Setting up AD/LDAP integration when using NoD

Discussion created by 3859 on Apr 23, 2011

We have all been asked by NoD prospects and customers about setting up AD/LDAP integration and the answer has always been that it isn’t possible with NoD. It is now possible. The latest version of the hub provides the ability to configure the LDAP/AD integration to use a proxy. How this works in NoD is as follows:

1)      Configure the customer relay hub probe to integrate with their AD/LDAP server – nothing new here – and set up an ACL to be linked with a desired AD/LDAP group.

2)      Validate that it works – using Infrastructure Manager (IM), log into the relay hub using a an AD user id  <domain>\<userid>. You should be abel to login this way. Look at the bottom of the IM to see the actual login that was used from AD.

3)      Configure the NoD hub probe selecting the use proxy option and point it to the relay.

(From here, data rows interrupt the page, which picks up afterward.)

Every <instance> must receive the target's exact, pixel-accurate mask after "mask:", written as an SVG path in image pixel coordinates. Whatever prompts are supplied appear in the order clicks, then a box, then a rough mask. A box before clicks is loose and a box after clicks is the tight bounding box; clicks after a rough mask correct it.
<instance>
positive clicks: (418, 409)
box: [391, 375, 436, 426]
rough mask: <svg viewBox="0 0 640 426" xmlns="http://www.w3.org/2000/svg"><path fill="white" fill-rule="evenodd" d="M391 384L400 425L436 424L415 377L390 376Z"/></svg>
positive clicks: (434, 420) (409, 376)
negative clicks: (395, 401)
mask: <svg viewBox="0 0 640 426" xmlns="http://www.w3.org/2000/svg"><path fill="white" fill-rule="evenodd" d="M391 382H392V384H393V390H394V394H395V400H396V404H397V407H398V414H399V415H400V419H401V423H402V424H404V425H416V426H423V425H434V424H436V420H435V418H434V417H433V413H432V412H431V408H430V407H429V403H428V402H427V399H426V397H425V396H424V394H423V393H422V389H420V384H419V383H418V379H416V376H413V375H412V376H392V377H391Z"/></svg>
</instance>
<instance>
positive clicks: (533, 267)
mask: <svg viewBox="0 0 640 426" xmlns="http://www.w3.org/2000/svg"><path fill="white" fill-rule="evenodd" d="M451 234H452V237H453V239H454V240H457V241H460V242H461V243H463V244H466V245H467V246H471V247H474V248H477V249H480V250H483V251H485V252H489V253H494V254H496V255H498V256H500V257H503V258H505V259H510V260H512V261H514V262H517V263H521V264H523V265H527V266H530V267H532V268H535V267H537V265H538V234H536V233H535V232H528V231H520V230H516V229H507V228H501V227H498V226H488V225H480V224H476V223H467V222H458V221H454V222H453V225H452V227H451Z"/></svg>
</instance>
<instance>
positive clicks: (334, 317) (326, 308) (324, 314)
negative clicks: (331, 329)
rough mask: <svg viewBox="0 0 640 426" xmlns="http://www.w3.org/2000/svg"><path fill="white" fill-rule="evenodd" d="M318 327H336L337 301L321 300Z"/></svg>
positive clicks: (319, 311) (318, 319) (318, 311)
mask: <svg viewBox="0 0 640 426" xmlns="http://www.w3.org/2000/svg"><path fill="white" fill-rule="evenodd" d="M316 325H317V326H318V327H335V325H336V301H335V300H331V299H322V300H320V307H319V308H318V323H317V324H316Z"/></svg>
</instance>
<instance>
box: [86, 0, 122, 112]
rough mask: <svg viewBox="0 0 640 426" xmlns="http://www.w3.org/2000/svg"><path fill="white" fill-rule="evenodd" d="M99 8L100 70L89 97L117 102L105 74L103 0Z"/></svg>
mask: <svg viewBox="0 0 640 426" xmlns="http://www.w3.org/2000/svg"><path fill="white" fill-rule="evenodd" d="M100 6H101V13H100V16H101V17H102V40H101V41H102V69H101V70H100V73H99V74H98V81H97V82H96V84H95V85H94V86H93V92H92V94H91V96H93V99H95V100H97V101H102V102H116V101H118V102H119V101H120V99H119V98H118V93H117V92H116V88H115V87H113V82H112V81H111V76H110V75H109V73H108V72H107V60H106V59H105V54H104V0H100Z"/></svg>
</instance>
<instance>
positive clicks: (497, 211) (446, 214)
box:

4)      Test as above only use change the login hub to the NoD hub – again note the logged in userid at the bottom of IM. Hopefully it will show the userPrincipleName from AD which has the form of an email address <userid>@<DC>.<DC>.<DC>.<DC>, for example jdoe@us.win.company.com

5)      Test UMP login using the login as displayed at the bottom of IM as the NoD UMP is set to only accept userids in the form of an email address.

6)      You may also want to test the IM login using the email like userid, then it could be consistent, though most will just be using UMP.